The Greek Festival of Epiphany, or 'The Blessing of the Waters', is held every year on January 6 throughout all of Greece. This is the special occasion when many daring young Greek men brave the chilly waters to dive for a cross after it has been blessed by a priest and thrown into the water. For his gallantry, the first man who recovers the cross is said to have good luck throughout the coming year. The day long festival also features the blessing of small boats and ships, and later on affords entertainment, music, dancing and food to all those present.

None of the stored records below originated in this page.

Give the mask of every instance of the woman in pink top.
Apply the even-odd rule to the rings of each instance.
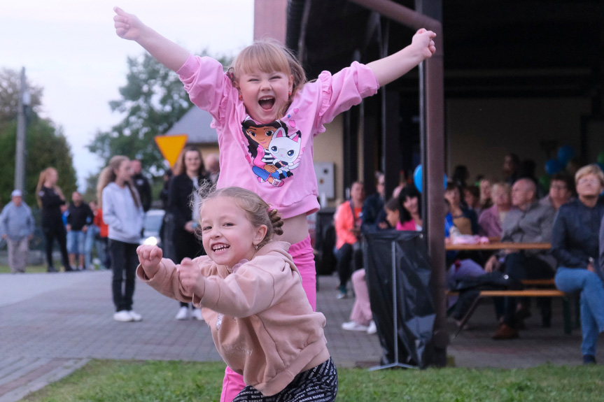
[[[512,208],[512,187],[506,182],[495,183],[491,194],[493,206],[482,211],[478,218],[480,235],[501,237],[501,223]]]
[[[177,72],[191,101],[213,117],[220,152],[218,188],[246,188],[279,210],[284,224],[279,239],[292,244],[289,252],[314,308],[316,270],[306,217],[319,208],[314,136],[336,115],[430,57],[435,34],[419,29],[410,45],[393,55],[367,65],[353,62],[333,75],[324,71],[306,82],[302,66],[280,45],[255,43],[225,73],[218,61],[195,57],[135,15],[114,10],[118,36],[135,41]],[[242,385],[239,380],[234,388]],[[232,392],[227,394],[221,401],[231,400]]]

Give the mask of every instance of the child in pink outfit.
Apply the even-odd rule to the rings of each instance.
[[[284,233],[279,240],[292,244],[290,252],[315,308],[316,271],[306,220],[319,208],[313,140],[339,113],[431,57],[435,34],[420,29],[411,45],[394,55],[367,65],[355,62],[333,75],[323,72],[307,82],[302,66],[280,45],[255,43],[225,73],[216,60],[192,56],[135,15],[114,10],[117,34],[136,41],[176,71],[193,103],[212,115],[220,148],[218,188],[253,191],[282,214]],[[225,378],[225,387],[230,383]]]

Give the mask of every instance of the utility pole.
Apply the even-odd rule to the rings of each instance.
[[[25,108],[31,98],[25,81],[25,67],[21,69],[21,89],[19,91],[19,110],[17,113],[17,147],[15,152],[15,188],[25,190],[25,130],[27,125]]]

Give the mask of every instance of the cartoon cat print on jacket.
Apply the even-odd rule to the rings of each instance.
[[[293,120],[290,120],[293,124]],[[248,152],[252,171],[260,182],[275,187],[283,185],[283,180],[293,175],[292,171],[300,165],[302,133],[289,134],[288,125],[281,120],[265,124],[258,124],[249,116],[241,124],[248,140]],[[293,126],[294,127],[294,126]]]

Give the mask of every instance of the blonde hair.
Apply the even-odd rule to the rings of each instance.
[[[503,189],[505,194],[512,194],[512,186],[505,182],[497,182],[493,184],[491,188],[492,189],[493,194],[495,194],[495,192],[497,191],[497,189],[498,188]]]
[[[44,182],[46,181],[46,179],[48,178],[48,175],[50,174],[51,172],[57,173],[57,169],[52,167],[46,168],[41,172],[40,172],[40,178],[38,179],[38,185],[36,186],[36,200],[38,201],[38,206],[42,208],[42,199],[40,198],[40,191],[42,189],[42,186],[44,185]],[[56,184],[52,186],[52,189],[57,193],[63,194],[63,192],[61,190],[61,187],[57,186]]]
[[[215,189],[213,186],[210,185],[199,189],[199,192],[201,201],[193,208],[201,209],[209,199],[230,197],[234,200],[237,206],[245,211],[246,216],[254,227],[266,226],[267,233],[262,241],[258,243],[258,248],[269,242],[274,235],[279,236],[283,233],[283,221],[277,210],[270,209],[270,206],[255,192],[235,187]],[[197,234],[199,238],[202,238],[200,231],[197,231]]]
[[[575,184],[576,185],[578,183],[579,180],[581,178],[589,174],[596,175],[600,180],[600,185],[604,187],[604,173],[602,172],[602,169],[600,168],[600,166],[596,164],[584,166],[577,171],[577,173],[575,173]]]
[[[187,166],[185,165],[185,157],[187,152],[197,152],[199,155],[199,168],[197,171],[197,178],[201,180],[202,176],[206,175],[206,165],[204,163],[204,157],[202,155],[202,150],[197,147],[188,145],[183,148],[181,151],[181,155],[178,157],[178,160],[176,162],[176,166],[174,166],[174,175],[181,175],[187,173]]]
[[[115,182],[116,178],[115,171],[120,168],[122,163],[129,161],[129,159],[122,155],[115,155],[109,159],[109,164],[107,167],[101,171],[99,175],[99,181],[97,182],[97,199],[99,200],[99,208],[103,207],[103,189],[108,185],[109,183]],[[134,185],[129,181],[124,184],[128,187],[130,191],[130,194],[132,196],[132,199],[134,200],[134,205],[136,207],[141,206],[141,200],[139,199],[139,192],[134,187]]]
[[[241,74],[254,71],[279,71],[287,74],[288,77],[293,76],[290,101],[285,110],[281,110],[283,112],[281,114],[285,113],[296,92],[307,82],[306,73],[302,64],[291,50],[275,40],[261,39],[245,48],[233,60],[227,74],[231,80],[234,82]]]

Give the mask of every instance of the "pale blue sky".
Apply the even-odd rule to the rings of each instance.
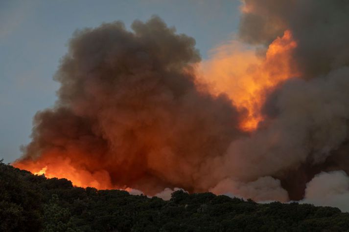
[[[203,58],[237,30],[238,0],[0,0],[0,159],[11,162],[30,141],[32,120],[52,106],[52,81],[78,28],[157,15],[194,37]]]

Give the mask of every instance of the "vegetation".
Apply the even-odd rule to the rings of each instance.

But Epiphany is not just a Greek event, it is also celebrated around the world on January 6 by the Anglican and Roman Catholic churches as well. In Tarpon Springs, Florida for instance, this particular event is held in high regard and has become a world class tourist attraction, which draws more than 40,000 visitors a year. Of course, Tarpon Springs has never looked like a typical Florida community to begin with and it probably never will. As one strolls along Dodecanese Boulevard, it tricks one's senses as the aroma of freshly baked Greek pastries and festive Greek melodies fill the air. Fishermen, shopkeepers and other businessmen exchange greetings in Greek. No need to double check your passport, this is Florida, even though one has the impression of strolling through a seaside Mediterranean village on the Greek islands.

The Epiphany festival is said to have originated in the Eastern Orthodox Church, where it is also still recognized as the anniversary of the baptism of Jesus Christ in the Western churches. Epiphany principally commemorates the revelation to the Gentiles of Jesus Christ as the Savior, as portrayed by the coming of the Three Wise Men. Most of the major festivities of Epiphany in Greece are held in the large Athens port of Piraeus, however, activities are also held in many towns and villages throughout Greece.